The fonts in the scores themselves are all displayed as Cantarell, but you won't have any scores lying around, so go to the "Format" menu and choose "Style". A dialog box will pop up. Scroll down in the list on the left-hand side, all the way to the bottom, and choose "Text Styles". On the right hand side at the top, you will see a box labeled "Edit Text Style". There is a "Font" selector under that. Pull down the drop-down menu to see a list of fonts installed on your system. Under KDE, the name of each font is displayed in the font itself. Under GNOME, the names of the fonts are all displayed in Cantarell.
Thank you for any information you can provide. Regards,
Le lundi 17 février 2020 à 16:08 -0700, Jerry James a écrit :
Hi,
I am trying to track down a font problem with MuseScore:
https://bugzilla.redhat.com/show_bug.cgi?id=1790829
The problem is that everything is displayed in Cantarell, no matter which font the user actually selects. In the style menu, one can pop up a list of fonts to choose from, and even though every font on the system is displayed by name, the text samples are all displayed in Cantarell.
I’m neither a QT nor Musescore user. However, I know how things should have been done to work reliably. So I'll put it there and let you find where one of the app authors though it smart to play fast and loose.
First, Muse Score should install its fonts in the system font store, use standard unicode points to render, and rely on fontconfig to compute the best font containing those symbols given user-provided font preferences. (I suppose, musical symbols Unicode.org range, https://unicode.org/charts/PDF/U1D100.pdf). Eventually, contributing a music orth file to fontconfig to make selection easier if none is present yet.
That would make rendering work regardless of the font family selected, as long as a font containing music symbols was present on system.
Maybe that’s the case today, or maybe Muse Score relies on non-unicode fonts (or fonts using a PUA area) in a private directory. Private or non unicode fonts are begging for breakage, as far as I am concerned.
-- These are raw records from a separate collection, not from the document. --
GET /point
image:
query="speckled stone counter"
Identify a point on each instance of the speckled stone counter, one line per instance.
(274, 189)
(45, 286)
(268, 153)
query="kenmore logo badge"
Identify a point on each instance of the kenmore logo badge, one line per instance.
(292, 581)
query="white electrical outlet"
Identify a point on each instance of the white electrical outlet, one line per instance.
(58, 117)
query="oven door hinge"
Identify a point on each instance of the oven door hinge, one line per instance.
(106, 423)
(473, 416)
Second, QT should interface properly with fontconfig and honor its aliases and fallbacks in its selectors (that wasn't the case a long time ago, I assume the bugs have been fixed since, but maybe I'm wrong).
Third, GNOME should go back to using fontconfig directly as it did in the past, instead of trying to override it with a vanity font declared in a private non interoperable registry, enforced by overriding default fontconfig queries in GNOME APIs. (vanity font that could not be accepted as default font either Fedora or upstream, fontconfig side, because its coverage is too small, and does not pass any serious i18n test).
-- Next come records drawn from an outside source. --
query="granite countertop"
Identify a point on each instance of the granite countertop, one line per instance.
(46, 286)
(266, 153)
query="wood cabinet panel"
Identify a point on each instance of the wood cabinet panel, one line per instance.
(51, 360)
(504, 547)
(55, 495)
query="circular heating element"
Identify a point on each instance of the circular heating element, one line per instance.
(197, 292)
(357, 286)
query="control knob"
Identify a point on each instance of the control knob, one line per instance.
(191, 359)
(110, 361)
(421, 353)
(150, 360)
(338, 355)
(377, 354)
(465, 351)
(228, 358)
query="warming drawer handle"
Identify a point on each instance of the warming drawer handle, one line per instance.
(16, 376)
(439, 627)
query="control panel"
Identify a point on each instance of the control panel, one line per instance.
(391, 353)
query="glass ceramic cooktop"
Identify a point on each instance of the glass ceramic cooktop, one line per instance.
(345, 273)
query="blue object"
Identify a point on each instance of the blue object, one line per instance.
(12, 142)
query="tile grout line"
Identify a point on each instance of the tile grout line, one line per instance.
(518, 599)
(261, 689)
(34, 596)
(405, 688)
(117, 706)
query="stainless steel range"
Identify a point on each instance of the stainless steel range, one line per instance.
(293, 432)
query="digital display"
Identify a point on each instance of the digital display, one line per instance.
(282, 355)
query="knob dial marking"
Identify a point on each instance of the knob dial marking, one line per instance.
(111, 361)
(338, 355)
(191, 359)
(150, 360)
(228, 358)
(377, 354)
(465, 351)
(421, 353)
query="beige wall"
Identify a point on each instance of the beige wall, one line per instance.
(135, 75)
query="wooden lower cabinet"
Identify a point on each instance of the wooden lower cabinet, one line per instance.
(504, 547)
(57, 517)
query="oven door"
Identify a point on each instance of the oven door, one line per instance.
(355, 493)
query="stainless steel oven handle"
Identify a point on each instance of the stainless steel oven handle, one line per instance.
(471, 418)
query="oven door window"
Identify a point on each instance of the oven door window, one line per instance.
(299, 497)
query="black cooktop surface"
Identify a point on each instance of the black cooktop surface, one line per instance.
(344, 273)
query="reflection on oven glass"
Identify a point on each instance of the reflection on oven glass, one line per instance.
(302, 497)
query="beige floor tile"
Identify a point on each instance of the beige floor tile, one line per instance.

That’s not rocket science, drop a file in $XDG_CONFIG_HOME/fonts defining the system-ui alias to whatever GNOME wants it to be, and you get instant interoperability with non-GNOME apps (KDE, GTK, etc). If the file is already present, do nothing, assume the user already defined his prefered UI font.
Interoperability means thing like the CSS 4 system-ui selector work in all compliant browsers without needing a special GNOME frobation.
If you want to be fancy go XDG or fontconfig to define a standard filename all DE use, so different DEs do not stomp on one another.